将軍府でのシーンで、唐三七が苦しむ姿を見て胸が痛みました。前世で受けた仕打ちが今生でも続いているのかと思うと、やりきれない気持ちになります。冉晩曼の冷徹な笑顔と、唐三七の絶望的な表情の対比が鮮烈で、物語の重みを感じさせます。まるで『暴君陛下』の世界観のように権力に翻弄される運命ですが、唐三七の瞳には決して諦めない強さが宿っていました。この切なさがたまらないです。
牛頭や馬頭のマスクをつけた役者たちのコミカルな動きと、孟婆のシリアスな表情のギャップが面白すぎます。地獄という暗い設定でありながら、白無常と黒無常の掛け合いで笑いが起き、緊張感が緩和される演出が上手い。でも最後は『私の心を覗かないでください』と叫びたくなるような悲劇へと繋がっていく。ネットショートアプリの短劇は、このように感情の起伏が激しくて飽きさせないのが魅力ですね。
孟婆の赤と黒を基調とした衣装が、彼女の複雑な心境を象徴しているようで美しいです。髪飾りの彼岸花も、死と再生を暗示していて凝っています。一方、将軍府の冉晩曼の青い衣装は高貴さを表しつつ、冷たさも感じさせます。視覚的な美しさが物語をより深く理解させてくれます。『暴君陛下』のような派手さはないけれど、細部までこだわった美術設定に感動しました。ネットショートアプリで高画質で見れて幸せです。
唐三七が何度も生まれ変わっても同じ苦しみを味わうという設定が、仏教的な輪廻転生の思想を彷彿とさせます。それでも彼女は諦めずに戦い続けようとする。その姿は『私の心を覗かないでください』と拒絶されるような運命さえも受け入れ、乗り越えようとする強さを感じさせます。冉晩曼との対決シーンでは、言葉ではなく眼神で感情をぶつけ合う演技が素晴らしかったです。魂の叫びが聞こえるような作品でした。
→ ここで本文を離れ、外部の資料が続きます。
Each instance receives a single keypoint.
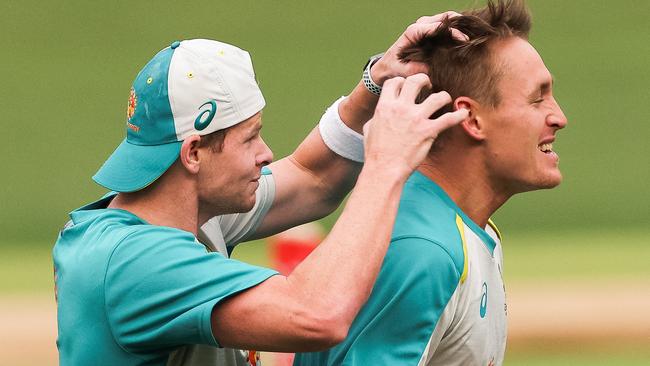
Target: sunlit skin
(243, 155)
(527, 118)
(497, 151)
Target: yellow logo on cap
(130, 110)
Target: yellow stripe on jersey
(461, 230)
(494, 227)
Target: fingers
(391, 88)
(438, 17)
(429, 24)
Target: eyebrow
(543, 88)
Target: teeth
(546, 147)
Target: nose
(265, 157)
(556, 118)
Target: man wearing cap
(143, 275)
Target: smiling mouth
(546, 148)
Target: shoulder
(414, 262)
(426, 224)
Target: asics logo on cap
(202, 121)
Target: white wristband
(340, 138)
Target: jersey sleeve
(161, 285)
(235, 228)
(395, 326)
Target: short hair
(215, 140)
(469, 68)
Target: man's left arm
(312, 182)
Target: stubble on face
(521, 129)
(231, 177)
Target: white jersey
(439, 298)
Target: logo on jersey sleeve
(483, 309)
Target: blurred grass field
(66, 69)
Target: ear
(189, 156)
(473, 124)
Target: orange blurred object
(288, 248)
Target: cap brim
(133, 167)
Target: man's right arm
(313, 307)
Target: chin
(550, 181)
(247, 204)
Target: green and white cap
(193, 87)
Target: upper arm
(394, 327)
(310, 184)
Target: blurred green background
(67, 67)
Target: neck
(161, 204)
(472, 192)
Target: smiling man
(440, 298)
(143, 275)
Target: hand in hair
(391, 65)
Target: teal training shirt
(430, 304)
(129, 293)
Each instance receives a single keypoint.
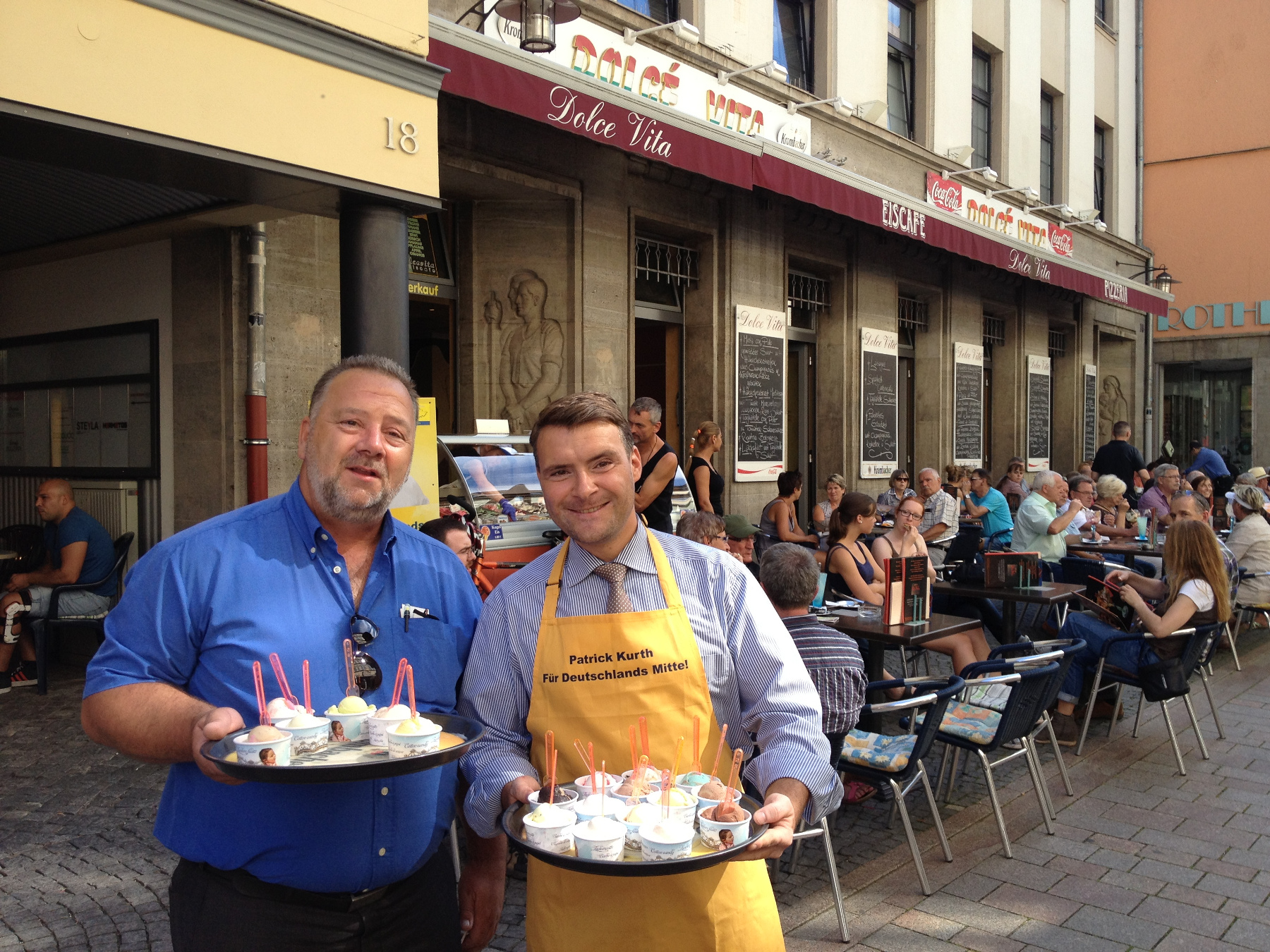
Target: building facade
(1204, 165)
(859, 236)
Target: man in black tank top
(655, 482)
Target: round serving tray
(349, 761)
(703, 856)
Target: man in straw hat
(624, 621)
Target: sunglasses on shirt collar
(368, 674)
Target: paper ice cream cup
(554, 839)
(306, 739)
(379, 728)
(263, 753)
(401, 745)
(710, 831)
(565, 799)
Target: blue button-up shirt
(202, 606)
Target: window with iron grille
(993, 334)
(1057, 343)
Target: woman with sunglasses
(901, 488)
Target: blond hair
(1192, 552)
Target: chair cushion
(971, 723)
(882, 752)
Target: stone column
(374, 300)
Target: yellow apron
(725, 908)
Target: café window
(808, 295)
(82, 404)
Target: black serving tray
(703, 857)
(349, 761)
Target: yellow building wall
(131, 65)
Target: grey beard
(339, 506)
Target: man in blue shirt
(270, 866)
(1212, 465)
(988, 506)
(76, 549)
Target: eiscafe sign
(996, 215)
(603, 56)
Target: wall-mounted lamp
(986, 171)
(771, 69)
(840, 106)
(1028, 193)
(684, 30)
(539, 19)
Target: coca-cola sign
(944, 193)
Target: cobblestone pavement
(1142, 857)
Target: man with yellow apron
(624, 622)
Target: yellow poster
(418, 501)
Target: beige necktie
(615, 573)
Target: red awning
(662, 135)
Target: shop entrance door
(800, 422)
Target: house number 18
(406, 136)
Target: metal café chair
(895, 762)
(1197, 647)
(984, 730)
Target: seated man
(76, 549)
(1038, 526)
(451, 532)
(790, 578)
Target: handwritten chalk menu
(968, 404)
(760, 393)
(1038, 413)
(1091, 410)
(879, 405)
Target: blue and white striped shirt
(756, 678)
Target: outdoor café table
(1051, 593)
(898, 635)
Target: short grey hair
(698, 527)
(790, 575)
(375, 363)
(648, 405)
(1109, 485)
(1046, 477)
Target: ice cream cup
(305, 739)
(655, 848)
(554, 838)
(411, 744)
(703, 803)
(267, 753)
(565, 799)
(609, 847)
(612, 783)
(685, 812)
(710, 831)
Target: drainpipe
(1149, 398)
(257, 420)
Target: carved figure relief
(531, 349)
(1111, 408)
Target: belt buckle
(360, 899)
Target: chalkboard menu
(879, 405)
(1091, 410)
(968, 405)
(1038, 413)
(760, 393)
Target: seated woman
(900, 489)
(833, 489)
(1194, 592)
(854, 570)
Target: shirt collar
(636, 558)
(310, 530)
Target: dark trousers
(233, 912)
地獄の奈河橋で働く孟婆が、無常たちに飲ませるはずの薬を逆に飲ませてしまう展開が最高でした。普段は淡々と仕事をしている彼女が、実は全てを見通していたというどんでん返しが痺れます。暴君陛下のような強烈なカリスマ性はないけれど、この静かなる復讐劇は『私の心を覗かないでください』と言いたくなるような深みがあります。ネットショートアプリで見つけたこの作品、続きが気になりすぎて夜更かししてしまいました。